When we enter the house, Josie says that Soso is at Mrs Batiste’s. Rosalie called her earlier that evening and told her maybe there was a boy after all, looking like the one in the picture. Josie didn’t know how long it would take to find me – and in what state I would be in – so she asked Mrs B to take Soso for the night. She runs me a hot bath with some frothy bubbles, but when she sees me leaning against the door frame ready to collapse, she comes over and starts undressing me.
I don’t care that my sister sees me naked. I care that she sees my bruised and messed-up body. She tries not to flinch, guides me to the bath, washes me, then dries me with the softest towel she can find and puts me into a bathrobe. I let her handle me like I’m Boo Boo the doll. Then she takes me to the living room, where I am surprised to see a Christmas tree. She puts a mug of hot cocoa in my hands and says, “Well, it’s Christmas, you big doofus!”
She sits across from me, looking at me. I still try to avoid her gaze as I sip the hot liquid. I wonder if my blood tasted just as good to the vampire. Josie says that she asked Soso what she wants for Christmas this year. The only answer she got was Unkie Lell. I cry and fall asleep.
I wake up a few hours later. I had a nightmare, but I can’t remember the details. Only that I was frightened. My sudden movement wakes up Josie, who’s asleep on the armchair across from me. She gets up and brings me some water.
Then she asks me who Remy is. Rosalie must have told her. I hesitate. I’ve not talked about Remy to anyone.
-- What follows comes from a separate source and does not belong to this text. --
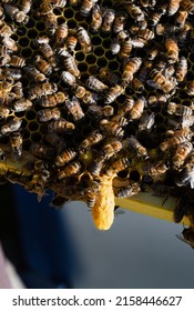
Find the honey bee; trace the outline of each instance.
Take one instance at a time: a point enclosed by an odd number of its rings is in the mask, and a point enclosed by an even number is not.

I decide to start from the end. Does she remember the boy who got shot in the face by some gang-banging idiots? Yes, she does. Well, he was my boyfriend. She says nothing. But nods slowly, understanding dawning in her. And then I start talking. Tell her how I fell in love with him the moment I saw him. His warm green-brown eyes and his big smile. The kind of smile that lights up every room. Even the really dark ones. How I thought he’d never see me in the same light. How my stomach exploded with butterflies when he kissed me. Every time we kissed.
I don’t go into details, but I hint that we maybe did a bit more than just kiss. I tell Josie I loved being with him. That I loved him. That he made all the bad things in my life go away when I was with him. And when he died, something died in me, too. I’ve not felt happy – or anything at all – since then. Josie lets me talk. She only nods here and there, and I can see her fingers clench around the glass she’s holding. When I’m finished, she sits next to me and hugs me.
I cry into her shoulder and fall asleep again, this time without nightmares.